Оказывается, все видели, как я падал, и начали «принимать меры» — вызывать пожарных, медицину…»

Потом разбирались, почему в полете не сразу запустился двигатель. Оказалось, ему на высоте не хватило кислорода. В горах у человека начинается кислородное голодание. Такое произошло на большой высоте и с двигателем.

С тех пор на всех самолетах есть запас кислорода. Двигатели теперь запускаются на любой высоте, если, конечно, они не откажут из-за какого-либо дефекта.

После полетов летчики собираются в столовой, тема разговоров обычно «летная»:

— Как твоя «балалайка»? — обращается кто-то к Махалину.

— Почему «балалайка»? — с обидой возражает тот.

— Да потому, что твой «треугольник» очень похож на этот русский народный инструмент. Для частушек годится, а для высшего пилотажа нет…

— Нет? Посмотрим!

В очередном испытательном полете после выполнения задания у Махалина осталось еще литров 200 топлива. Зашел он на малую полосу аэродрома и на очень небольшой высоте — метров 50 — сделал замедленную бочку почти через весь аэродром, показав таким образом всей аэродромной братии, на что способна суховская «балалайка». [179]

Только пришел на летно-испытательную станцию, ему говорят: «Срочно позвони Павлу Осиповичу». Звонит.

— Владимир Николаевич, у нас ведь один экземпляр нового самолета. Вы так уверены в нем, что уже бочки на малой высоте делаете?

— Лучшего самолета, Павел Осипович, еще не было.

— Ну, ну, если уж вы так считаете… Оказывается, кто-то успел сообщить генеральному, что Махалии «хулиганит» — крутит замедленные бочки.

«Балалайка», в общем, была реабилитирована, и Махалин всем доказал, что на ней можно «играть» не хуже, чем на скрипке…

Пришел срок проходить Махалину медицинскую комиссию.
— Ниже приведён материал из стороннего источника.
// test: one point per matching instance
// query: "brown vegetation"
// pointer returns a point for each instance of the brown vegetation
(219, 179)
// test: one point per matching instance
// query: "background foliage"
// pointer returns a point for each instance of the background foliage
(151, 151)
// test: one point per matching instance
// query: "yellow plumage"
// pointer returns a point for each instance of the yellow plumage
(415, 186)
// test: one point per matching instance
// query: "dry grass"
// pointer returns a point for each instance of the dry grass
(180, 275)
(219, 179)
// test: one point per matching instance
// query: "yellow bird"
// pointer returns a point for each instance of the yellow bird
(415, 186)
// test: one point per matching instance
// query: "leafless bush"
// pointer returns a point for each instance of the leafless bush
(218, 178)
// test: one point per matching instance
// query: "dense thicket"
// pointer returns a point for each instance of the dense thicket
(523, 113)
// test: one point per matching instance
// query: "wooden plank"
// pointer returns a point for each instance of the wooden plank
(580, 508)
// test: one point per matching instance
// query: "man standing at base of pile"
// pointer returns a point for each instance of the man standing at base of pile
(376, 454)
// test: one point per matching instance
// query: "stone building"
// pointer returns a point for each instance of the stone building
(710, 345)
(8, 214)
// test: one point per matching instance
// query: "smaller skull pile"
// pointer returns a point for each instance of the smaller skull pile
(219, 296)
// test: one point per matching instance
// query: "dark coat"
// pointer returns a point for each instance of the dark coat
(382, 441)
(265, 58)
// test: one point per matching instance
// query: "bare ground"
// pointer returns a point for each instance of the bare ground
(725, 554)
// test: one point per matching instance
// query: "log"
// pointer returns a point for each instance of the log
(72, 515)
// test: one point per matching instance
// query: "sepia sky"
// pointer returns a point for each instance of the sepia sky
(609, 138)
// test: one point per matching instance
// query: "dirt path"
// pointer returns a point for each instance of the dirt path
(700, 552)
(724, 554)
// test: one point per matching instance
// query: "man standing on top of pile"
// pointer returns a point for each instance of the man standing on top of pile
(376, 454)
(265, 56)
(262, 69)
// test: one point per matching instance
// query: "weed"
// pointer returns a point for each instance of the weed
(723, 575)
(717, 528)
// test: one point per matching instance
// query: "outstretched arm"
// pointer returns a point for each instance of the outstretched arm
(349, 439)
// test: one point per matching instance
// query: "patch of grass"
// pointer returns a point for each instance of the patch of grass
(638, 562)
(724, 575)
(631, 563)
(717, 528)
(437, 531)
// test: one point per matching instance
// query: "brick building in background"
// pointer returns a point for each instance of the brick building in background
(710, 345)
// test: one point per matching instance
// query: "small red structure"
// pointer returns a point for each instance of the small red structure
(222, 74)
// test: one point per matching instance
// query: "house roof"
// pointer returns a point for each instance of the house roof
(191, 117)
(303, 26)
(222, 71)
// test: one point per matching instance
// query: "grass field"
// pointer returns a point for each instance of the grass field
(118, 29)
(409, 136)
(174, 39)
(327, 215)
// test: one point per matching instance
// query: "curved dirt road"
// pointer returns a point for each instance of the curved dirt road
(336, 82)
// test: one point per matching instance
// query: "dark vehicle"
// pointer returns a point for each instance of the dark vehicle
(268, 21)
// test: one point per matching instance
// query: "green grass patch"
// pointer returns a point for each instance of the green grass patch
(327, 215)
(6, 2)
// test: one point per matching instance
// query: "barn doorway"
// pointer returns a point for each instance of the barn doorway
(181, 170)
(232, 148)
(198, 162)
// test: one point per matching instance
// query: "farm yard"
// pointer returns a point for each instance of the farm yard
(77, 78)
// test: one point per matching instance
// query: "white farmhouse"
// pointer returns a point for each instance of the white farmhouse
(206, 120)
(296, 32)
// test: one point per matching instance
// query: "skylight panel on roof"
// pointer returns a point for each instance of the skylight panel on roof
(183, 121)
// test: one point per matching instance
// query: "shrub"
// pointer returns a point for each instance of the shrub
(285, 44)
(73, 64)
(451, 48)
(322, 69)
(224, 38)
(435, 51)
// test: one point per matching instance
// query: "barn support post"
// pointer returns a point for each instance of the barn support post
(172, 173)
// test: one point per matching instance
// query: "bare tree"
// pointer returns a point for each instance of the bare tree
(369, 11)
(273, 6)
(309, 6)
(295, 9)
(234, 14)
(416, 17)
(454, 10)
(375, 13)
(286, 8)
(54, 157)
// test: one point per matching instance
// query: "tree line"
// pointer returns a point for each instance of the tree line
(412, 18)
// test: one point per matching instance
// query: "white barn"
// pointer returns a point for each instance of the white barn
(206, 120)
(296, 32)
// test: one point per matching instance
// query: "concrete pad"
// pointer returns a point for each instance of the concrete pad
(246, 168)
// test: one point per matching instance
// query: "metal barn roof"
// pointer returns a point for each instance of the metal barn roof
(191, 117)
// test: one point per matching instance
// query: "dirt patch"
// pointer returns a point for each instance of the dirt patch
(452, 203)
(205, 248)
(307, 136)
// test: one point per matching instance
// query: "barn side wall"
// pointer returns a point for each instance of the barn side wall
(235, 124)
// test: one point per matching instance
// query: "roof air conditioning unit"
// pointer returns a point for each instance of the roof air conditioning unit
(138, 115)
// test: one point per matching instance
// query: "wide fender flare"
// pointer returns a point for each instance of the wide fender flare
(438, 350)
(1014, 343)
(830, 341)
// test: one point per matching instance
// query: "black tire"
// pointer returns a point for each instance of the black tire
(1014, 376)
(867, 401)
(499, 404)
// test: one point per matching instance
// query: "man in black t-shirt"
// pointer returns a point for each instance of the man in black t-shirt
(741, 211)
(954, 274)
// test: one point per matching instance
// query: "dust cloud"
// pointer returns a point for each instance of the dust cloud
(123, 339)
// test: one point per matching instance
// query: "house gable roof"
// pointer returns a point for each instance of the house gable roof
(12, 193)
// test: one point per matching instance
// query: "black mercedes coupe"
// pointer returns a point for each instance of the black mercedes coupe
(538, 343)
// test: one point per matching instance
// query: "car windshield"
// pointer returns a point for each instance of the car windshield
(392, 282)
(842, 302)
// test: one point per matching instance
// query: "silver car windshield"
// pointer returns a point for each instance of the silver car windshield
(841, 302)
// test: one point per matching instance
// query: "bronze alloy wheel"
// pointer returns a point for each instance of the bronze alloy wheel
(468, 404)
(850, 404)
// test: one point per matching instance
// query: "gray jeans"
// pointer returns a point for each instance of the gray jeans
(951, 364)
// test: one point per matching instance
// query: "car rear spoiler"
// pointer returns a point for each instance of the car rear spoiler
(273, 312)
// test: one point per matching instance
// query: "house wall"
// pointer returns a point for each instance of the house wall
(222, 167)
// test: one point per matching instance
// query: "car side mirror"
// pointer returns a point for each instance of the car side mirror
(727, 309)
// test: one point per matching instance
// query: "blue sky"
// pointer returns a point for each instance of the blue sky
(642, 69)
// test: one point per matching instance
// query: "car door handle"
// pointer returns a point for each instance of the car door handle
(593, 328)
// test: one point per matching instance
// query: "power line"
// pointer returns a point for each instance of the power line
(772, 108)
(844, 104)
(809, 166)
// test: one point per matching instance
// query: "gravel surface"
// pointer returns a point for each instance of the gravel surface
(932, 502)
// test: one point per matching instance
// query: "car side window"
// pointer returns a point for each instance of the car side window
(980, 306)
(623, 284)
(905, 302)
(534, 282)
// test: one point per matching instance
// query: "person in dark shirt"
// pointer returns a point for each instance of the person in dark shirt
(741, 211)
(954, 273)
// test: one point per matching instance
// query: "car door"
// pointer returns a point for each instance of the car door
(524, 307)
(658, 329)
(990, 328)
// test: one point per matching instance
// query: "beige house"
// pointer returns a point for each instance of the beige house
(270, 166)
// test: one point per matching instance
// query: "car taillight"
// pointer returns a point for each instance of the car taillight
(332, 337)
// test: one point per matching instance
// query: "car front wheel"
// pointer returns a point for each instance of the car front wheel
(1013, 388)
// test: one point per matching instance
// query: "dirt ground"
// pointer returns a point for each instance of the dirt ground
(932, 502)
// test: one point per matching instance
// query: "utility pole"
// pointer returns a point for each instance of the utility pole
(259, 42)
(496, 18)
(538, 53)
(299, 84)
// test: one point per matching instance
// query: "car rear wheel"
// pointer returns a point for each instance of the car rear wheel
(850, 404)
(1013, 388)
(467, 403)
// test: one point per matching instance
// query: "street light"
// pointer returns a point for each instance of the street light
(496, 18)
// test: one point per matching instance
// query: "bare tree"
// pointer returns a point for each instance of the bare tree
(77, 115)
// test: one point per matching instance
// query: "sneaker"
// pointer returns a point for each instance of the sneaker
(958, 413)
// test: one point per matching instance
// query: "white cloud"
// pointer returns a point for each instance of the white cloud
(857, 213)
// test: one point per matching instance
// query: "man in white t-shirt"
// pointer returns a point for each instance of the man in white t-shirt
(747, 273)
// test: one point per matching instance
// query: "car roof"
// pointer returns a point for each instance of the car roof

Владимира Николаевича положили в госпиталь для профилактического обследования. Через пять дней ему поставили диагноз: «У вас серьезное заболевание крови… Вам нельзя больше летать не только летчиком, но и пассажиром».
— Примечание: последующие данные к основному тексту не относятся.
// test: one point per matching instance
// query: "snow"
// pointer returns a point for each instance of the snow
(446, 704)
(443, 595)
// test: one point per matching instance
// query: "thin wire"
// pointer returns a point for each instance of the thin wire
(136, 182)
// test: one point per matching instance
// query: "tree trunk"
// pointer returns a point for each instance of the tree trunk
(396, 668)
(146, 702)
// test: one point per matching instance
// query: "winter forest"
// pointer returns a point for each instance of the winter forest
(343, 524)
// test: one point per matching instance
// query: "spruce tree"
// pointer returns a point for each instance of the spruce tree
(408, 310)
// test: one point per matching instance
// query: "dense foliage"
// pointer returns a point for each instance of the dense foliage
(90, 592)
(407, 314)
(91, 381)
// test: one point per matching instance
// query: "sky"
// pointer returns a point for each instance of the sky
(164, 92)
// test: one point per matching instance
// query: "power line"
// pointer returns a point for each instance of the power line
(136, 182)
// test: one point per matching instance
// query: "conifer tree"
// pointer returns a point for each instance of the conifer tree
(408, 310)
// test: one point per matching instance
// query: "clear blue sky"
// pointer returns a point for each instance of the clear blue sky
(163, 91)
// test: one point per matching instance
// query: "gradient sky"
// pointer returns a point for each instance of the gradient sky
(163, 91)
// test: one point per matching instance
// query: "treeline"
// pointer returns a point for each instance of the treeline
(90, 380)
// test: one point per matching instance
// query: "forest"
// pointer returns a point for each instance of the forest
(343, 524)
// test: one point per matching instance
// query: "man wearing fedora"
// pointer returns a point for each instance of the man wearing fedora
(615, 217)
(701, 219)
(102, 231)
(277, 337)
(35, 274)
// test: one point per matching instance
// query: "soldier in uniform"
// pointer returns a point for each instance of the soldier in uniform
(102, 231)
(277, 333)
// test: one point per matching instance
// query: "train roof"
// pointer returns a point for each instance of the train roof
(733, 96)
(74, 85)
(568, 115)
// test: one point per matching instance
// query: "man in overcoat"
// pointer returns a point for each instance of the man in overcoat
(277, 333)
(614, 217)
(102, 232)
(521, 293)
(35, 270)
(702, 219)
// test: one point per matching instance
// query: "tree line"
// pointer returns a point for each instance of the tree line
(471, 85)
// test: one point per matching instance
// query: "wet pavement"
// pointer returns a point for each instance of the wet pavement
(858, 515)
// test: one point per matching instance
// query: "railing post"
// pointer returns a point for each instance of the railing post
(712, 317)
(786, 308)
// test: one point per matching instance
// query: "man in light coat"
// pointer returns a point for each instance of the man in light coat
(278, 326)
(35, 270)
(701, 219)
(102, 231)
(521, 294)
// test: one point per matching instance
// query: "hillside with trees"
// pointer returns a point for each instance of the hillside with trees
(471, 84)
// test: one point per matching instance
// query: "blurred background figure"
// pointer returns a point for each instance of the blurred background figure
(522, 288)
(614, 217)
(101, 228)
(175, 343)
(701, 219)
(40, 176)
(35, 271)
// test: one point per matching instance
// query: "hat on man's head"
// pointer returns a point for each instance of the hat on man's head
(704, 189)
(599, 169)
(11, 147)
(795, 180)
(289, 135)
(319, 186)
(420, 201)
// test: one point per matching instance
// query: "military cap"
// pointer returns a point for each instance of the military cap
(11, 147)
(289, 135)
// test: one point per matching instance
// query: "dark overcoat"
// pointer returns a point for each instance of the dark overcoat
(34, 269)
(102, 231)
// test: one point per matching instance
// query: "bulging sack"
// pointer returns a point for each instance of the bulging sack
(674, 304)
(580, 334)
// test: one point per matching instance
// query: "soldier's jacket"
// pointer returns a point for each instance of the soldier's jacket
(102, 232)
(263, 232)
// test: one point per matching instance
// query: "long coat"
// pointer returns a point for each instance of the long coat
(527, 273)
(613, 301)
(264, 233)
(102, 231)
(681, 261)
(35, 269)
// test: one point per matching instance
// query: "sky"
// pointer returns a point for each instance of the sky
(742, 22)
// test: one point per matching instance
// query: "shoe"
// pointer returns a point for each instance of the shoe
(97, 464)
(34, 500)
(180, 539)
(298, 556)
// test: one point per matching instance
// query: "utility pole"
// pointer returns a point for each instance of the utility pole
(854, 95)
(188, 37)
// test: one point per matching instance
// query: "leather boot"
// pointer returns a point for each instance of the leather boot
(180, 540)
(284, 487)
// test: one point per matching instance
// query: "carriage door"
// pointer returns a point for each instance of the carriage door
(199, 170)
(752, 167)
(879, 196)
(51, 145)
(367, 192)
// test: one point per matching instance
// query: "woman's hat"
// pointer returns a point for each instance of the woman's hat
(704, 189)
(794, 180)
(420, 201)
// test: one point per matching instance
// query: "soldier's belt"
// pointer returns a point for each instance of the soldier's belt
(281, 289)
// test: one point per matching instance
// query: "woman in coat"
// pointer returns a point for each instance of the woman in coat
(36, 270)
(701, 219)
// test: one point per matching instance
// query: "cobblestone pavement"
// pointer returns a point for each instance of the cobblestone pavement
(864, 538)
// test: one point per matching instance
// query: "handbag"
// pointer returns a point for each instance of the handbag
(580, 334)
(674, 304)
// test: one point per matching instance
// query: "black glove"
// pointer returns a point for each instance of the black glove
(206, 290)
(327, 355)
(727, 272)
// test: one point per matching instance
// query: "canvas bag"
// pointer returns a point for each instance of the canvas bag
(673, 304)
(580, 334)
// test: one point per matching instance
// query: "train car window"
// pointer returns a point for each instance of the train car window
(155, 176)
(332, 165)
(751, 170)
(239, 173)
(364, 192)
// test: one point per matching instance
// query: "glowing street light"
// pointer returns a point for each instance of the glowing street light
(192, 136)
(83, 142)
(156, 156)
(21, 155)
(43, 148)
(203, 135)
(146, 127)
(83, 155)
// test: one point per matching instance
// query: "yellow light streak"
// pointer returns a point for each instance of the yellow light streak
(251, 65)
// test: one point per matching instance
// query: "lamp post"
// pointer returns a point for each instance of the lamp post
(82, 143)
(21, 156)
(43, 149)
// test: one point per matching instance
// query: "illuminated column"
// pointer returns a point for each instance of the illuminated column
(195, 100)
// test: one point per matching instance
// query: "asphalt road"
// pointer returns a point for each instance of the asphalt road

Страшный приговор был окончательным и обжалованию не подлежал Что пережил Владимир Николаевич, могут понять только летчики. Было ему тогда 36 лет, но с тех пор он поседел…

После того как испытатель выписался из госпиталя, его пригласил к себе Павел Осипович.
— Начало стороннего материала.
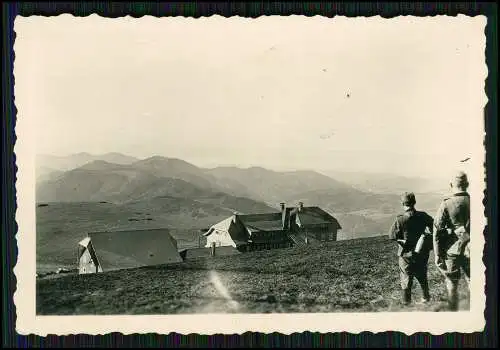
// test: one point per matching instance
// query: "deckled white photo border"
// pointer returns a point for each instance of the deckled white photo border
(24, 298)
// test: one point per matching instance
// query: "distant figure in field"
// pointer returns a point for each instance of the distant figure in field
(451, 237)
(414, 245)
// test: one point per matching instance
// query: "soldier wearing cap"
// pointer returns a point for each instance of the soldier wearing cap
(451, 237)
(414, 244)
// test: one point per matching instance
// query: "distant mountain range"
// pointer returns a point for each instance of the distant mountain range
(125, 180)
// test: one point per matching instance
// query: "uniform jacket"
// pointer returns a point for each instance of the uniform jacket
(452, 225)
(409, 226)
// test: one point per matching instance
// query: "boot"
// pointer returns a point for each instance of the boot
(406, 296)
(452, 301)
(452, 296)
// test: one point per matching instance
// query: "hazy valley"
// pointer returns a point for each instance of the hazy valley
(84, 193)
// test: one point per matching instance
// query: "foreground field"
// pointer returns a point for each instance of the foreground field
(358, 275)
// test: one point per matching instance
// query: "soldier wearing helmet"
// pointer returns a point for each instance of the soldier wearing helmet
(451, 237)
(414, 244)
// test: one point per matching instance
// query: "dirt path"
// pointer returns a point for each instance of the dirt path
(215, 296)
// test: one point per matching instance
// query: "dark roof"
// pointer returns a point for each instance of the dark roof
(196, 253)
(262, 222)
(135, 248)
(193, 253)
(316, 216)
(233, 227)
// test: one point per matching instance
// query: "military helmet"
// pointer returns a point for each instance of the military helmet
(460, 180)
(408, 199)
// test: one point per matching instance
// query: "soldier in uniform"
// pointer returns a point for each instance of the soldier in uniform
(451, 237)
(414, 245)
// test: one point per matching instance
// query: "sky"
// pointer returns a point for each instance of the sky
(402, 96)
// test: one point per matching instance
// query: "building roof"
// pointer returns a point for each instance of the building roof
(316, 216)
(268, 222)
(135, 248)
(197, 253)
(229, 225)
(84, 242)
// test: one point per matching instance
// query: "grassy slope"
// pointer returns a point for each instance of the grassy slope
(60, 226)
(357, 275)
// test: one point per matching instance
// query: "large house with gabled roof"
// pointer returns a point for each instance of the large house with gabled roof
(290, 226)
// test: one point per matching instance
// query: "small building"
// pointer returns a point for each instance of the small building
(116, 250)
(291, 226)
(197, 253)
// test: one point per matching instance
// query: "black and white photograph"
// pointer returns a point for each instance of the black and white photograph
(267, 170)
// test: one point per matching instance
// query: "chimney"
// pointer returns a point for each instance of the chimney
(283, 216)
(301, 206)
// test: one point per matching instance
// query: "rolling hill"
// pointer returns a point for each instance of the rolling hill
(271, 186)
(72, 161)
(389, 183)
(166, 192)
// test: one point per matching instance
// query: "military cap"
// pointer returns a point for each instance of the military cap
(460, 180)
(408, 199)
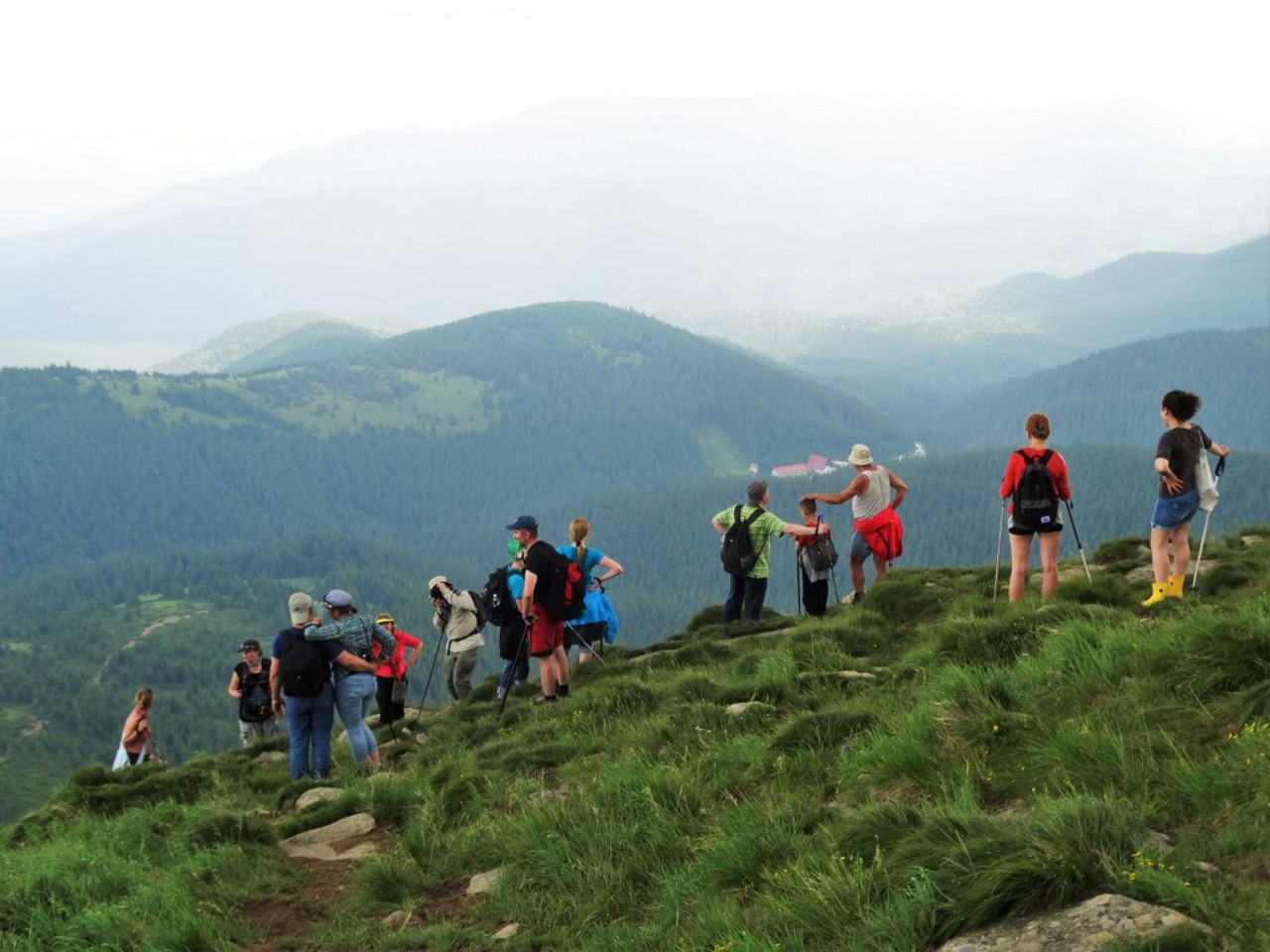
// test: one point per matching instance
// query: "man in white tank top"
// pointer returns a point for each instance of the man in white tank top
(878, 529)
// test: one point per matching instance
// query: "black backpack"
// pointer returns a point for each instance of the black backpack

— Вы согласны продолжать работу у нас? Да? Тогда я подписываю приказ о вашем назначении заместителем начальника летно-испытательной станции.

Несколько лет Владимир Николаевич работал замом у Теплякова. Потом опять сел в кабину Су-7Б, только уже не летающего, а «бегающего»: в отделе шасси была создана подвижная лаборатория, разрабатывающая меры защиты воздухозаборников от попадания в них со взлетной полосы частиц, вылетающих из-под переднего колеса самолета.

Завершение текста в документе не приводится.